Auf eine gewisse Weise ist die S7-200 sowie andere Kompaktsteuerungen,
der Logo gar nicht mal sooo unähnlich, FUP sollte z.B. ähnlich sein,
aber halt mit deutlich gesteigerten Möglichkeiten hinsichtlich des Befehlsumfanges.

Mfg
Manuel


----------



## Benjamin (24 August 2007)

Die Möller Easy könnte man sogar dafür verwenden, man braucht nur mehrere Geräte über Easy-Net zu koppeln (Umsetzer von 4..20 -> 0..10V). Aber das ist nichts was man machen sollte!
Bei mehr als 4 analogen Eingängen ist die Programmierung nicht mehr sinnvoll zu lösen. Eigene leidvolle Erfahrung, da aus 4 analogen Eingängen auf einmal 5 wurden.

Aber >1500€ musst du auch hier alleine für die Hardware einplanen. OHNE Schaltschrank und Anschaltungen.

Bei Möller gibts jetzt neu das MFD4 komplett mit Codesys programmierbar, 5,7'' Touchpane, Canopen Master...
Aber mit 2000€ wirst du hier auch nicht weiterkommen.

Und IMHO ist die grafische Programmierung ala LOGO oder EASY nicht für Projekte dieser Größenordnung.


----------



## Gecht (24 August 2007)

MSB schrieb:


> @Gecht
> Es gibt auch sehr viele SPS-Systeme, denen dieses IO-Aufkommen wohl ebenfalls nicht mal ein müdes lächeln,
> oder Zykluszeitzucken entlocken würde, die aber trotzdem nicht im Run-Modus programmierbar sind.



Hab ich doch auch garnicht gesagt.

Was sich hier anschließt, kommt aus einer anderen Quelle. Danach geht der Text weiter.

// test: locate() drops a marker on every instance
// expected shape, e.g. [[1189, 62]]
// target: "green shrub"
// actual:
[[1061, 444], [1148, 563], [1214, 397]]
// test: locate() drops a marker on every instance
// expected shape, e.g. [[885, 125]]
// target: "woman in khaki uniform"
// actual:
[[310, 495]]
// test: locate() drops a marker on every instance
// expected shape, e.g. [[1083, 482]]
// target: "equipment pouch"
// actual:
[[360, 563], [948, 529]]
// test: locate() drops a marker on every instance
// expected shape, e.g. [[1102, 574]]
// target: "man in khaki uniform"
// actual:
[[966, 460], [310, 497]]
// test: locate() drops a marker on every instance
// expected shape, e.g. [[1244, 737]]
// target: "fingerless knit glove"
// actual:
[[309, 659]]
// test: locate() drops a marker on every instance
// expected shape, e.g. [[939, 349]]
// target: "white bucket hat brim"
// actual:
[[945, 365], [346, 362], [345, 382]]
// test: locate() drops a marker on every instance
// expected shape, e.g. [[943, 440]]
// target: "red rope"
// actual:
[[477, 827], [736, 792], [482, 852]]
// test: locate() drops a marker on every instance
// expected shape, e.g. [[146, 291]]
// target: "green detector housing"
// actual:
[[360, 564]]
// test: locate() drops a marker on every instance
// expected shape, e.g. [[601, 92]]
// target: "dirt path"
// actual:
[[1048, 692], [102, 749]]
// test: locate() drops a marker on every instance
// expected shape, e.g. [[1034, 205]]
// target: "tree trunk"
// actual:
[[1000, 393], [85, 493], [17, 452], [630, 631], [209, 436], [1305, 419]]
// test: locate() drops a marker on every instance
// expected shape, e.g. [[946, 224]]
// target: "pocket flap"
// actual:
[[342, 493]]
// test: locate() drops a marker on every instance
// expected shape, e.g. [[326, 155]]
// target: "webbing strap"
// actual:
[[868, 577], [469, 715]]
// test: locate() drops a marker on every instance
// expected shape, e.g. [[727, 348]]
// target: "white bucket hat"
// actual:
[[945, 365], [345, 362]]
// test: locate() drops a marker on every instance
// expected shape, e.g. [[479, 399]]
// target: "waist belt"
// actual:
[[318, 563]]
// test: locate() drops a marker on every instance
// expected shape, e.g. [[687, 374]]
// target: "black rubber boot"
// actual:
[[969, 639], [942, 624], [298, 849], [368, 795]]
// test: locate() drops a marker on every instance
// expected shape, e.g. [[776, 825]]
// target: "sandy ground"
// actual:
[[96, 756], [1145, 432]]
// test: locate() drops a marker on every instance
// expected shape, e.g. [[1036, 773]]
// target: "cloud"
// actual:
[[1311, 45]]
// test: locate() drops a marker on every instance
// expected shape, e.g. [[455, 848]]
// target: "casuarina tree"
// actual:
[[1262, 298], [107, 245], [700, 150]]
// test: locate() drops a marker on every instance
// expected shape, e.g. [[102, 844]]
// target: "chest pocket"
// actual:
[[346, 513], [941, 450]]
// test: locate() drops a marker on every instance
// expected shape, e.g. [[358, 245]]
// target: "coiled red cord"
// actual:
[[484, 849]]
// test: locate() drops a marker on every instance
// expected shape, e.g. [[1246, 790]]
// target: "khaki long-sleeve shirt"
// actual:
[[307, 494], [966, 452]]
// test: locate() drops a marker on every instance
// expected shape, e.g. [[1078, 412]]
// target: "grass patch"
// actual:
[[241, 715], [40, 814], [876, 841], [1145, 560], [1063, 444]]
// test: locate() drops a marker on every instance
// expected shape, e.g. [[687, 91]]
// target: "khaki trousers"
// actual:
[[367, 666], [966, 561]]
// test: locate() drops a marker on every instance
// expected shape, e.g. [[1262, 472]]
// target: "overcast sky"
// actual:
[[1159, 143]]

Prinzipiel gehts doch um die Anwendung:
z.B. bei Gebäudeautomatiesierung gehen alle Lichter aus wenn man mal kurz einen Taster anflickt usw. (geht schonmal garnicht!)
Das ganze hier sieht nach einem Aquarium aus. Ist es zumutbar das alle Fischlein kieloben schwimmen, wenn man Programmänderungen vornimmt?

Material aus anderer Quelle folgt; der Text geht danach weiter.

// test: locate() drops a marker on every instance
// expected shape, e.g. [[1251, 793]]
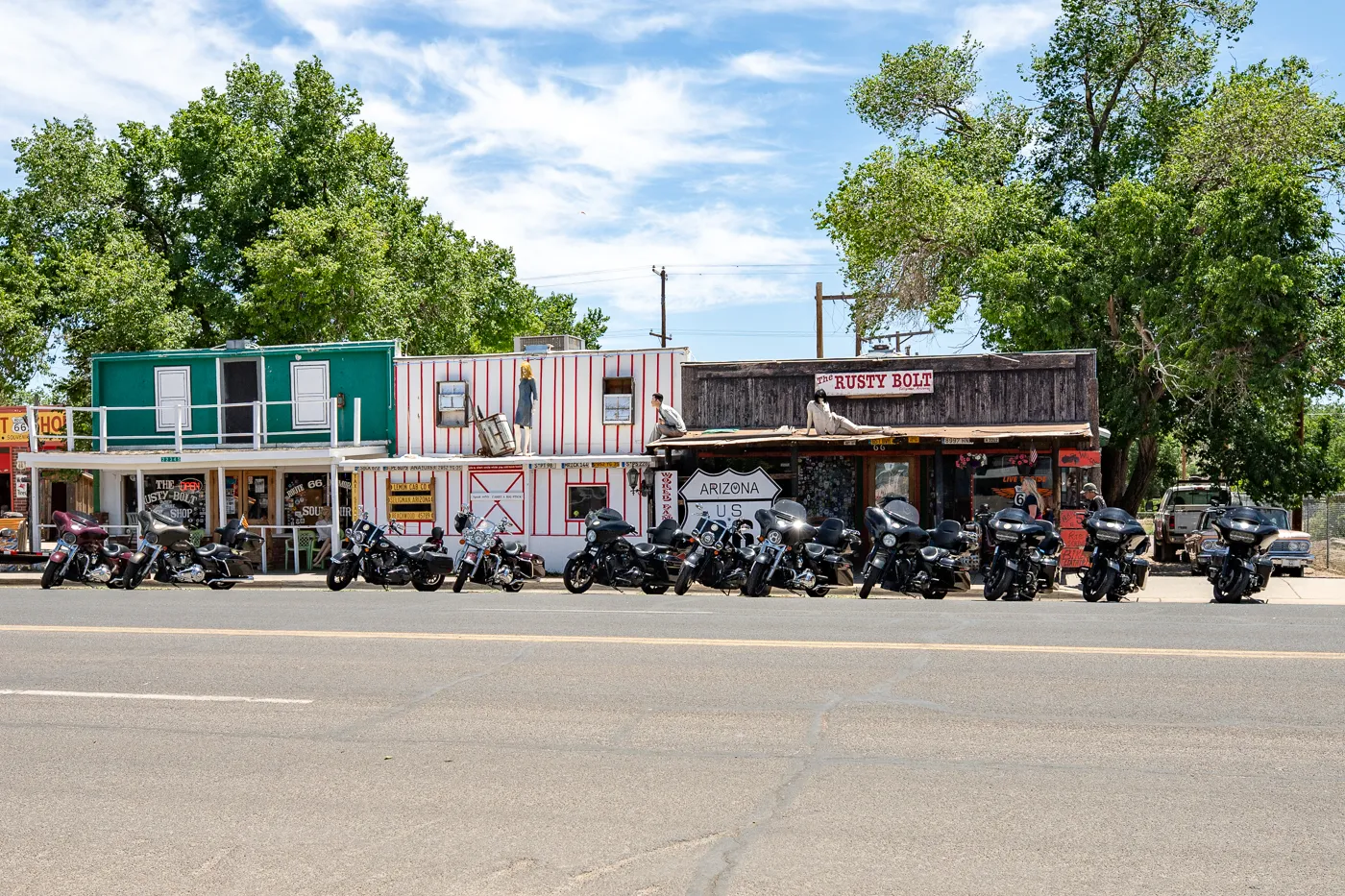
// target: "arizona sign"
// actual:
[[873, 385]]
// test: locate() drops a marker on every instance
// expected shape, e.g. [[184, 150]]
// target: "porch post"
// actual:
[[34, 507], [938, 482], [224, 506]]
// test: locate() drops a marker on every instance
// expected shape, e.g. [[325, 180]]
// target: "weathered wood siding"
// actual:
[[967, 390]]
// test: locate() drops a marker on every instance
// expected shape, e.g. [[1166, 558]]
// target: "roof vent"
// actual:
[[538, 345]]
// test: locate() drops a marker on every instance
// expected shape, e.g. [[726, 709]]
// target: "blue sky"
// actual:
[[596, 137]]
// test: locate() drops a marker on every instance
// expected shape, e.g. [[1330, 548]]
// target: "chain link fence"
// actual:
[[1325, 522]]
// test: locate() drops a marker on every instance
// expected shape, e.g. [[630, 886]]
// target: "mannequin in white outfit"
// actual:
[[831, 424]]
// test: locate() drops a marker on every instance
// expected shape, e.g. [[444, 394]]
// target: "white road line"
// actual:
[[204, 698], [575, 610]]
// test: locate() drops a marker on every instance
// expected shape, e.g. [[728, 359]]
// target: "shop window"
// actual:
[[618, 400], [172, 397], [451, 403], [584, 499], [309, 399]]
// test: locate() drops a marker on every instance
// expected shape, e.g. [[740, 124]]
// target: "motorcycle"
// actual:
[[1115, 566], [167, 550], [800, 557], [84, 553], [1246, 569], [608, 559], [720, 554], [382, 563], [488, 559], [1026, 556], [912, 560]]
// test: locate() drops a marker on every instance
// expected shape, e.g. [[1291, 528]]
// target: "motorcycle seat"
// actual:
[[945, 534]]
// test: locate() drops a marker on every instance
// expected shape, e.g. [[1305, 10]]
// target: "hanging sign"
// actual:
[[410, 500], [728, 496], [876, 385], [13, 424], [665, 496], [1075, 458]]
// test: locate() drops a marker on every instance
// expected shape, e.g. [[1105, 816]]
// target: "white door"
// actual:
[[308, 392], [172, 390]]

Man fickt sich doch immer selbst bei der Inbetriebnahme mit solchen Sytemen und ich würde von dir als Beispiel genannte nur im äussersten Notfall einsetzen.


----------



## andreas-w211 (24 August 2007)

Hallo,

also nochmal zum preis: die 2000€ sind keine grenze, nur mal s grob allein für die sps angedacht. wenns mehr wird, dann wirds halt mehr.....

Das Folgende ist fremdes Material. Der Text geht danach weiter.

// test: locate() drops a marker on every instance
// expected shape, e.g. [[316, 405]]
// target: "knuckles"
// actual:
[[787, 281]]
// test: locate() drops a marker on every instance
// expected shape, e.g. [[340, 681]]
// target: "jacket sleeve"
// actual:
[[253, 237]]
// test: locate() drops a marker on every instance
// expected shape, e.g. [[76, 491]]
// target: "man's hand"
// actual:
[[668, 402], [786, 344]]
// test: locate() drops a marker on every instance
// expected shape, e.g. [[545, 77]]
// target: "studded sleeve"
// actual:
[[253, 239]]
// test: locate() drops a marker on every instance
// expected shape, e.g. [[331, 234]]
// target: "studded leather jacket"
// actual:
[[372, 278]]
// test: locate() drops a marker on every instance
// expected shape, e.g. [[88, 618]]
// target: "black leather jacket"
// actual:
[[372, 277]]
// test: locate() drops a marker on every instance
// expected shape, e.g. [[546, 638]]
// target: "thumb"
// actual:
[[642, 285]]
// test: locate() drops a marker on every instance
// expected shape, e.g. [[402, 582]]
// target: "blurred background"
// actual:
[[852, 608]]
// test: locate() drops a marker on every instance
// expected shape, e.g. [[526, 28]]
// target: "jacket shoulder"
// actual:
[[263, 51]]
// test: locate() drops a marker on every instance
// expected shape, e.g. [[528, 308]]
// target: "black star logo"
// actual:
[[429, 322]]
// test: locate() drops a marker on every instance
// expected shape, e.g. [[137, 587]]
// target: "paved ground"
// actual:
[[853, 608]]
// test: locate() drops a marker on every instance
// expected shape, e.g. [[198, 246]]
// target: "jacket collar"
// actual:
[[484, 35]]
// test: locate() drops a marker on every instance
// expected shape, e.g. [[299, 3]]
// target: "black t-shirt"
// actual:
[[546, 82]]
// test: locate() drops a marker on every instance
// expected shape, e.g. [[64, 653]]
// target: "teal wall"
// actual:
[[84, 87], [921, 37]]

ich habe die demoversion step7-micro/win installiert und ma ein wenig geschaut. im fup erkenne ich schon ähnlichkeiten zur logo, aber es ist halt doch noch deutlich umfangreicher. 
weiss jemand wo ich mal ein paar beispielprogrammierungen mit beschreibung downloaden kann? damit ich wenigstens mal einen groben überblick bekomme, wie das am ende ausschauen soll.
in der hilfe der step7-micro/win-software fehlen imho so ein paar grundsätzliche beschreibungen, wie z.b. die ein- und ausgänge benannt sind, usw...

wenn ich damit trotz dem nicht zurechkommen sollte, dann werde ich warsch. doch auf die vps zurückkommen müssen.....

ich habe schon öfters was von codesys gelesen. ist diese software einfach (ähnlich logo) programmierbar?

mfg andreas


----------



## zotos (24 August 2007)

andreas-w211 schrieb:


> ...
> ich habe schon öfters was von codesys gelesen. ist diese software einfach (ähnlich logo) programmierbar?
> ...



Also ich traue mich nicht Dir zu sagen das CoDeSys einfach zu programmieren wäre. Du hast gefragt was CFC ist. [SIZE=-1]Continuous Function Charts sieht ähnlich aus wie die Logo-Programmierung.
Aber es steht Dir frei auf der Homepage von 3s (www.3s-software.com) die CoDeSys V2.3 herunterzuladen un mal rein zu schnuppern ob Dir das liegt. Die Software ist auch Simulationsfähig.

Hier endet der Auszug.